If you’ve just purchased some cryptocurrency, congratulations! Indeed, buying some cryptocurrency is a great step to take toward attaining fortune. Since you just purchased some cryptocurrency, it’s vital that you secure it. But you need to know that even the place where you thought it should be safe may not be the safest after all.

Furthermore, you might be thinking of placing your crypto in the place where you bought it, but that may be susceptible to cyber hackers and online theft. You may decide to keep your new crypto in a software or app wallet on your phone, or probably a third-party site. However, these mediums are prone to hacking, due to the fact that they are all online. It is necessary to keep in mind that a QR code paper wallet can be a safer option, but this medium is not straightforward to set up.

So what is the solution? Well, there are user-friendly detached devices that are crypto wallets. These devices can assist you in getting quick access to your money without going online. Hardware wallets may be safe at some point, but according to some reports, some crypto hardware wallets may not be so secure.

More specifically, an IT expert, Saleem Rashid, recently wrote in a blog post about the susceptibility of Ledger hardware wallets to hacking. Rashid made it known that Ledger is vulnerable because a typical architecture was used to manipulate the limits of its Secure Element.

Given Rashid’s post, it is safe to say that this crypto hardware wallet is not as secure as its manufacturers claim. In the statement, the young programmer described how a hacker could use the vulnerability of the Ledger Nano S to sneak essential inputs that are stored in the hardware. A hacker can easily perform this operation by tampering with the hardware before it was purchased or after it has been purchased with one’s private key inputted.

Rashid also made it known that these theft operations do not require malware on a PC; instead, all it requires is that the user approve any transaction. Then, the hacker installs a custom MCU firmware that can extract the user’s private keys without his or her knowledge.

Nevertheless, Ledger provided an update via TechCrunch concerning the vulnerability of its device. Its CEO, Eric Larcheveque, made it clear that the company has not received any reports of hackers having access to the crypto assets of Nano S users.

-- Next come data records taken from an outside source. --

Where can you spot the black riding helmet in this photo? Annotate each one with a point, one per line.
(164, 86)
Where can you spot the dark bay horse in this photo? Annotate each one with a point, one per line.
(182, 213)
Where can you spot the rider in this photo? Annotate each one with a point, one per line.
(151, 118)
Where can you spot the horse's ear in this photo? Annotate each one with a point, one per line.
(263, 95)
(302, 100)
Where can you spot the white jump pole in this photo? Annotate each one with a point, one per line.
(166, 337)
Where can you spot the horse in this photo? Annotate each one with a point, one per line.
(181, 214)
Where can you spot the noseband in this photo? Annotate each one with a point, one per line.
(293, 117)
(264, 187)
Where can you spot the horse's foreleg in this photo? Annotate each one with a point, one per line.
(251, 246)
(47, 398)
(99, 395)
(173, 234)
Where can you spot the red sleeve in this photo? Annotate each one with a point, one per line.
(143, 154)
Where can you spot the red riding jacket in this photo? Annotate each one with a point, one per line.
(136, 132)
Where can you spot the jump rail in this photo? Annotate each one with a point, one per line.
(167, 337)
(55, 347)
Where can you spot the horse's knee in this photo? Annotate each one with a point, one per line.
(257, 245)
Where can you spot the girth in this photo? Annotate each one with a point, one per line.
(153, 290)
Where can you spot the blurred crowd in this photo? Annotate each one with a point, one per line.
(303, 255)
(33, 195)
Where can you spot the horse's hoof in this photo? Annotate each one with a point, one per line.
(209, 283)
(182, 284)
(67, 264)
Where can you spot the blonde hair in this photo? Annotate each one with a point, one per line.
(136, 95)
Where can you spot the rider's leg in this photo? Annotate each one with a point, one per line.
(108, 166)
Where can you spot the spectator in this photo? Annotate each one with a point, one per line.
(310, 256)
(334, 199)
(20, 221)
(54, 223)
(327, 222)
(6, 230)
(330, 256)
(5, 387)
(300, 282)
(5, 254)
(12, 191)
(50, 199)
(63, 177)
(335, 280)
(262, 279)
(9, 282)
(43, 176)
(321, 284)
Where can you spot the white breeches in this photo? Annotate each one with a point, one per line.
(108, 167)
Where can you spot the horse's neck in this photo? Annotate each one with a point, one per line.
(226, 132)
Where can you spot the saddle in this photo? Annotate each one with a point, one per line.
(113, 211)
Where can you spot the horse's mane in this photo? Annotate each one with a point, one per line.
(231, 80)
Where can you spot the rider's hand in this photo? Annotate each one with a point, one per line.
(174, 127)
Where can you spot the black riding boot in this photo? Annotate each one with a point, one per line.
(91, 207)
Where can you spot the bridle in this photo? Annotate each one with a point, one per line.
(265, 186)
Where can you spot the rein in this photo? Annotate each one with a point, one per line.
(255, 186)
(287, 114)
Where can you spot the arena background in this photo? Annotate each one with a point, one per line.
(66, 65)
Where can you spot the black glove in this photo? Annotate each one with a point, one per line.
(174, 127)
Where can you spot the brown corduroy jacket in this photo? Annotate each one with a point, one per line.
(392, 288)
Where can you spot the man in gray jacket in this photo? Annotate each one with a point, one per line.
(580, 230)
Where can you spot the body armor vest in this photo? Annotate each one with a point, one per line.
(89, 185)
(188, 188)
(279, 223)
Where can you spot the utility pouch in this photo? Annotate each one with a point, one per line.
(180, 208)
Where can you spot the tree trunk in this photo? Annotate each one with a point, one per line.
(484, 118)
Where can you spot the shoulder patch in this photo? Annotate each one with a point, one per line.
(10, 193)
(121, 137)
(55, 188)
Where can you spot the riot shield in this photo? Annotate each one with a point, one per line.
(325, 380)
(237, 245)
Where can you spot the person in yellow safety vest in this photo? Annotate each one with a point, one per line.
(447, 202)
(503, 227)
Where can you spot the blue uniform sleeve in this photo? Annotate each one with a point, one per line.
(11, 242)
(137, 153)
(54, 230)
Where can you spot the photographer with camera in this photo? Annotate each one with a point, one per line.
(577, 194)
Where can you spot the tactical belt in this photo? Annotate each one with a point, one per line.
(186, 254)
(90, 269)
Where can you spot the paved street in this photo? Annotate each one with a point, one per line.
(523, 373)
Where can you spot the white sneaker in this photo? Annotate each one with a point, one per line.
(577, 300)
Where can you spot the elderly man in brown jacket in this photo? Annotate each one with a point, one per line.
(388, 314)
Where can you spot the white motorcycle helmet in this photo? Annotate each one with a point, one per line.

Why didn’t Ledger’s update put an end to all of this? Because Rashid wasn’t content with said update and published a post 14 days later in which he criticized Larcheveque, saying:

I would love to publish this report, due to the fact that Ledger’s CEO made some statements on Reddit which were technically not accurate. With this in mind, I became concerned that lots of customers aren’t informed of the vulnerability of Ledger crypto hardware wallet.

Ledger’s CEO has also stated, via TechCrunch, “All systems are vulnerable and can be hacked. This is surely a characteristic of any security system.” Well, this may be accurate, but it is also a good reason why other security device companies, not just Ledger, have to think carefully before lauding their security devices as 100% secure.